Nonetheless, Walker is planning to vastly expand the program to all of Milwaukee County and three additional cities. Moreover, Walker’s allies in the legislature are planning to remove most significant measures of accountability, such as background checks for personnel working with children, removing any educational requirements, and exemptions from standardized testing.
BLOCK THE VOTE
Further, on Wednesday, Walker signed what national AFL-CIO President Richard Trumka denounced as one of the nation’s most restrictive voter identification laws. The bill has been a top priority of Wisocnsin Republicans, although no cases of improper voting in the 2008 “involves people voting in someone else’s name at the polls, the Milwaukee Journal Sentinel reported. Similarly, an investigation by legal authorities of the 2004 election produced no evidence of voter impersonation, the form of fraud targeted by the bill.
The Wisconsin law will wind up being being far more draconian than even the restrictive Indiana law, as Indiana’s motor vehicles agency at least has weekend hours and full-time offices in every county from which citizens can obtain driver’s licenses or other pfficial photo IDs. Opponents of the Wisconsin law say that it will effective disenfranchise constituencies which the GOP views with hostility.
Trumka used a high-profile platform at the National Press Club last week to outline how voting would be rendered far more difficult in Wisconsin for disadvantaged groups.
Just in Wisconsin, listen to the list of who doesn’t have state-issued photo IDs that will be needed to cast a ballot under legislation that Gov. Scott Walker will sign next week: 23 percent of elderly Wisconsinites; 59 percent of Latina women; 55 percent of African American men overall; and 78 percent of African American men who are 18 to 24 years old.
The League of Women Voters and One Wisconsin Now, a liberal advocacy group, are among the organizations contemplating legal challenges to the new law.
GIVEAWAY TO VENTURE FUND INVESTORS AND MANAGERS
Walker has proposed a venture capital fund, called the Wisconsin Jobs Act, that has been challenged by one of the state’s most conservatie legislators and some business as a “giveway” to business interests. The terms of the bill suggest a breath-taking handout to the investor class.
As the Milwaukee Journal Sentinel reported:
Legislation that Gov. Scott Walker says will create jobs would provide hundreds of millions of dollars in tax breaks to insurance companies, while giving control of a $250 million fund to out-of-state financial management companies that would not have to pay back the fund’s principal and would keep up to 80% of its profits….
“The bill … is the most dubious giveaway I’ve seen since I’ve been in the legislature,” said [State Sen.
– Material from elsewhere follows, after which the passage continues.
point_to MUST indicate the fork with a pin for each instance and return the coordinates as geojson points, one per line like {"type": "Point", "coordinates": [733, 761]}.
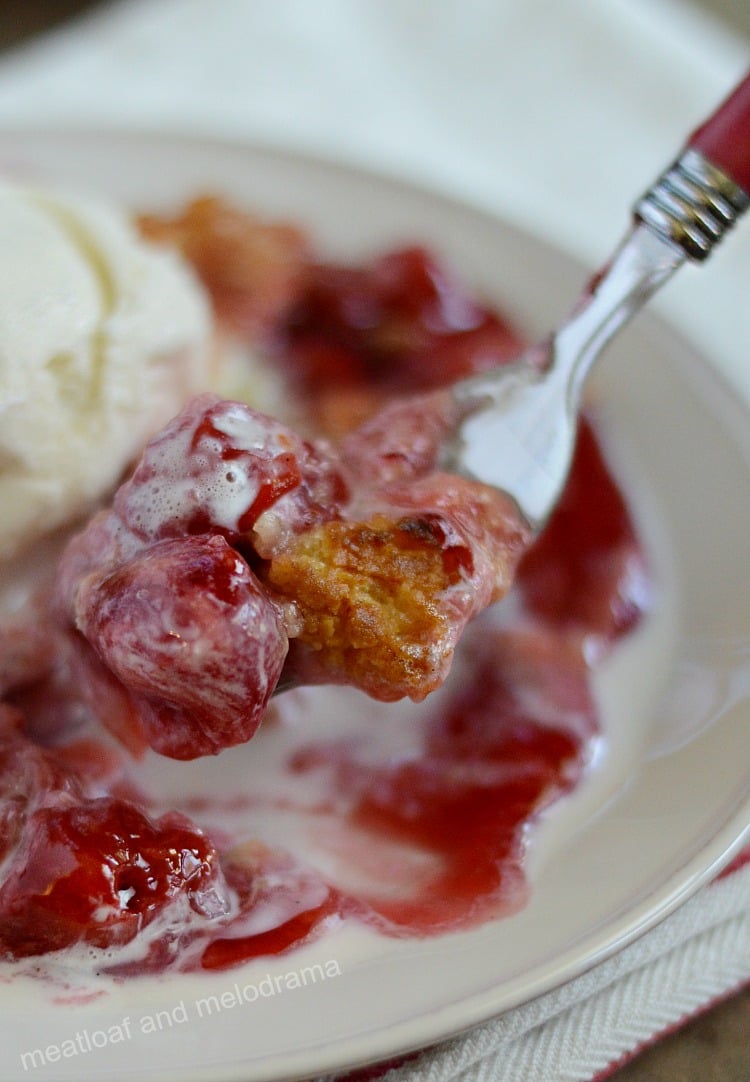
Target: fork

Glenn] Grothman….
Tom Hefty, the former chief executive of Blue Cross/Blue Shield of Wisconsin, called the program “the largest special interest Wisconsin tax cut in history masquerading as an economic development initiative.”…
Clearly, the central game plan of Walker and his crew is to shift state resources away from the poor and middle class, who depend on public services and institutions, corporations and the richest 1% of Wisconsinites through subisides and tax cuts.
But the rapid growth of “We Are Wisconsin” and other grassroots efforts suggests that Walker may soon confront highly vocal and visible opposition to his serve-the-rich policies from citizens throughout the state.